On the other hand, our in vitro data showed that cisplatin, a key drug for NSCLC treatment as adjuvant chemotherapy, enhanced NK cell-mediated cytotoxicity via upregulation of MICA/B expression. Our findings suggest a new anti-tumor mechanism whereby cisplatin eliminates tumor cell from NSCLC patients; tumor cells are eradicated by NK cells via cisplatin-induced MICA/B expression. Many immunotherapeutic approaches including immune-checkpoint inhibitors and cancer vaccines have been developed. Recently, an NKG2D-Fc fusion protein binding multiple NKG2D ligands was shown to potently enhance the anti-tumor effect of NK cell-mediated antibody-dependent cytotoxicity against leukemia cells [34]. This suggests that MICA/B overexpression in NSCLC cells is not only a good prognostic factor for cancer, but also serves as a promising target for immune-chemotherapy using NKG2D ligand-targeting drugs in combination with cisplatin.

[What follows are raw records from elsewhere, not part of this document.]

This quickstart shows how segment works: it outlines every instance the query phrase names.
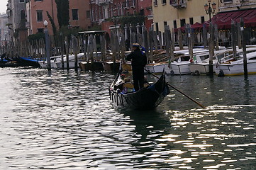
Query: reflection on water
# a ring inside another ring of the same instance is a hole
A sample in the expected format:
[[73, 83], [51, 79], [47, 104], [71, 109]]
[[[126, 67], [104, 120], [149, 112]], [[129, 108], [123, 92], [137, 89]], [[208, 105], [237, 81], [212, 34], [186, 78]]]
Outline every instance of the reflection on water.
[[255, 169], [255, 76], [167, 76], [207, 108], [172, 91], [145, 112], [113, 107], [113, 78], [1, 69], [1, 169]]

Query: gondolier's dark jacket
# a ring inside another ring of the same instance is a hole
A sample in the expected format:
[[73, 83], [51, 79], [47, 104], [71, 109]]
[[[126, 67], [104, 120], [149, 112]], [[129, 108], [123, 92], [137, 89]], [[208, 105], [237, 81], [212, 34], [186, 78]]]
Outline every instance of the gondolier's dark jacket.
[[128, 55], [126, 57], [126, 60], [132, 61], [132, 67], [133, 68], [145, 67], [147, 64], [147, 57], [140, 49], [137, 49]]

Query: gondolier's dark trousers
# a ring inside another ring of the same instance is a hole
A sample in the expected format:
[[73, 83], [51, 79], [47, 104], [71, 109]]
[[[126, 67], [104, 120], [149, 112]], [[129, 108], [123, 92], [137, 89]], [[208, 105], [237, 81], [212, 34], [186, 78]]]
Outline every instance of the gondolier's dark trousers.
[[133, 66], [133, 86], [135, 91], [142, 89], [144, 86], [144, 67], [141, 66]]

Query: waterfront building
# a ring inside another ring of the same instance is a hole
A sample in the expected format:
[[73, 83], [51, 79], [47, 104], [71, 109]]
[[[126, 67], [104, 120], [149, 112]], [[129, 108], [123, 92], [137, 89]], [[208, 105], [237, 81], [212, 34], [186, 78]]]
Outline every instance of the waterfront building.
[[[216, 4], [215, 13], [218, 11], [218, 1], [212, 0], [211, 3]], [[154, 29], [157, 32], [164, 32], [165, 26], [172, 30], [187, 23], [203, 23], [209, 20], [210, 16], [204, 9], [207, 0], [153, 0], [152, 3]]]
[[58, 21], [57, 18], [56, 3], [54, 0], [50, 1], [30, 1], [28, 0], [26, 3], [27, 13], [27, 28], [28, 35], [35, 34], [37, 33], [43, 33], [45, 26], [43, 22], [45, 20], [48, 21], [48, 28], [50, 35], [52, 35], [52, 28], [49, 21], [47, 12], [52, 18], [52, 20], [58, 27]]
[[24, 40], [27, 35], [26, 29], [26, 1], [8, 0], [7, 11], [12, 40]]
[[10, 29], [8, 28], [8, 16], [0, 14], [0, 45], [4, 45], [10, 41]]
[[[69, 23], [70, 28], [79, 28], [87, 30], [90, 28], [90, 12], [89, 0], [70, 0], [69, 1]], [[49, 34], [52, 35], [52, 28], [47, 12], [52, 18], [57, 29], [59, 28], [57, 20], [57, 5], [55, 0], [50, 1], [27, 1], [27, 28], [28, 35], [43, 33], [44, 29], [43, 22], [48, 22]]]
[[[152, 27], [153, 18], [151, 0], [91, 0], [90, 10], [93, 25], [101, 26], [102, 30], [107, 31], [107, 34], [110, 34], [112, 30], [121, 35], [123, 28], [121, 28], [122, 26], [118, 18], [121, 17], [145, 16], [143, 22], [145, 28], [148, 30]], [[126, 24], [128, 27], [130, 26], [130, 23]], [[142, 26], [143, 23], [139, 24]]]
[[220, 12], [256, 8], [256, 0], [222, 0]]

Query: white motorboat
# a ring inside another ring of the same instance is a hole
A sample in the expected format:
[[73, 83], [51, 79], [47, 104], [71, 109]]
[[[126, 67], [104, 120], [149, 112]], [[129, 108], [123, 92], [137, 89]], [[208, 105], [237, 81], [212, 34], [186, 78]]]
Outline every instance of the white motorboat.
[[[248, 74], [256, 74], [256, 52], [246, 54]], [[226, 62], [217, 63], [213, 65], [217, 75], [235, 76], [244, 74], [243, 54]]]
[[[146, 65], [145, 69], [150, 71], [152, 73], [155, 74], [162, 74], [162, 71], [165, 69], [166, 74], [171, 74], [172, 69], [170, 69], [170, 65], [168, 62], [157, 62], [157, 63], [152, 63]], [[148, 74], [148, 72], [145, 72]]]
[[[78, 63], [82, 61], [82, 58], [84, 56], [84, 53], [79, 53], [77, 55]], [[66, 55], [63, 56], [63, 61], [64, 61], [64, 69], [67, 68], [67, 57]], [[40, 61], [38, 62], [39, 64], [40, 65], [41, 68], [47, 68], [47, 61]], [[53, 56], [50, 57], [50, 66], [51, 68], [53, 69], [62, 69], [62, 57], [61, 55], [58, 56]], [[77, 64], [77, 67], [78, 64]], [[69, 55], [69, 68], [72, 69], [74, 68], [74, 55]]]
[[[216, 63], [218, 59], [224, 58], [230, 55], [232, 49], [215, 51], [213, 63]], [[190, 72], [196, 74], [208, 74], [209, 73], [209, 52], [196, 54], [194, 56], [193, 62], [189, 64]]]
[[[206, 52], [208, 50], [201, 48], [193, 49], [193, 55]], [[179, 50], [174, 52], [175, 55], [178, 55], [176, 60], [171, 62], [171, 69], [174, 74], [190, 74], [189, 64], [191, 63], [189, 50]]]

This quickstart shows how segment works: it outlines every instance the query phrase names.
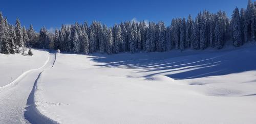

Taken together, MICA/B overexpression in tumor cells was correlated with good prognosis in NSCLC patients, and was associated with lower 18F-FDG uptake and adenocarcinoma histology. Our findings suggest that tumors express low MICA/B levels are more aggressiveness and that administration of adjuvant chemotherapy should be considered for patients with these tumors. On the other hand, MICA/B-overexpressing tumors may be defined as a subset of tumors with lower risk of relapse, and therefore, adjuvant chemotherapy may not be required. Moreover, cisplatin-based chemotherapy may destroy tumor cells through cytotoxic effects and NK cell-mediated cytotoxicity via upregulation of MICA/B expression. Therefore, therapies targeting NKG2D–NKG2D ligand interactions may enhance the effect of cisplatin-based chemotherapy. The mechanisms of NKG2D ligand regulation in tumor cells should be further investigated to advance the field of immunotherapy and immune-chemotherapy for NSCLC.